In 2018, consultation on making BNG mandatory for new development through the planning system indicated broad support for proposals, and the UK Government included provisions for this mandatory gain in the Environment Plan. The Environment Plan is a 25-year strategy for a ‘Green Future,’ setting out government action “to help the natural world regain and retain good health.” By adopting the plan, achievements will include:

  • Clean air
  • Clean and plentiful water
  • Thriving plants and wildlife
  • A reduced risk of harm from environmental hazards such as flooding and drought
  • Using resources from nature more sustainably and efficiently
  • Enhanced beauty, heritage and engagement with the natural environment.

This will effectively relieve pressures on the environment by mitigating and adapting to climate change, minimising waste, managing exposure to chemicals and enhancing biosecurity.

These provisions will help to make biodiversity a prominent consideration in development and are expected to generate a market for biodiversity units worth around £135 million. The Act sets out the framework for biodiversity net gain requirements whilst leaving some detail to be provided through secondary legislation, policy, and guidance. The Environment Act’s biodiversity net gain provisions apply:

  • for development for which planning permission is granted under the Town and Country Planning Act 1990, a new planning condition for net gain that must be met before development may commence, and
  • for Nationally Significant Infrastructure Projects consented under the Planning Act 2008, a new requirement to meet a biodiversity net gain objective. This will take effect after the UK Government has published a biodiversity gain statement, or statements, setting out the objective and how the requirement is to be met, including transitional arrangements.

Both requirements are subject to separate transition arrangements which will be discussed during the DEFRA consultation.

What does this mean for developers?

The BNG policy obliges development to deliver at least 10% greater biodiversity associated with their sites. This will fundamentally shift the way habitat losses are considered as part of development. It is therefore vital that the DEFRA solidify the right approach to improve such environmental outcomes and “improve certainty to make the process less burdensome for development”.

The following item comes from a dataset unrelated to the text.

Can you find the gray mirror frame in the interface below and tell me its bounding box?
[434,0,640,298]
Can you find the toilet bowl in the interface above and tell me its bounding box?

Responses to the consultation will shape the secondary legislation, policy and delivery plans which will translate the Environment Act’s aims into real gains for our environment, society and industry. Working directly with Local Planning Authorities in the consultation is important within policymaking processes, to strengthen the successes of the plan and to ensure all future development will be monitored and comply with biodiversity requirements. The consultation will help establish a specific and robust meaning of BNG, removing ambiguity and ensuring environmental sustainability can be upheld by planning policy.

In conclusion, BNG will help deliver measurable improvements for the environment by creating and enhancing habitats in association with development. This can be achieved on-site, off-site or through a combination of both measures. The proposed requirement is framed as a pre-commencement condition which must be discharged before any development can begin. The planning authority must approve the development’s BNG plan, as long as requirements have been successfully met, such as the pre-development biodiversity value, the proposed approach to enhancing biodiversity on-site, and any proposed off-site biodiversity enhancement that have been planned or arranged for the development.

This approach to biodiversity gain information can aid decision-making by providing planning authorities and consultees with an understanding of how proposed development intends to meet the national BNG objective and to create a more sustainable planning system.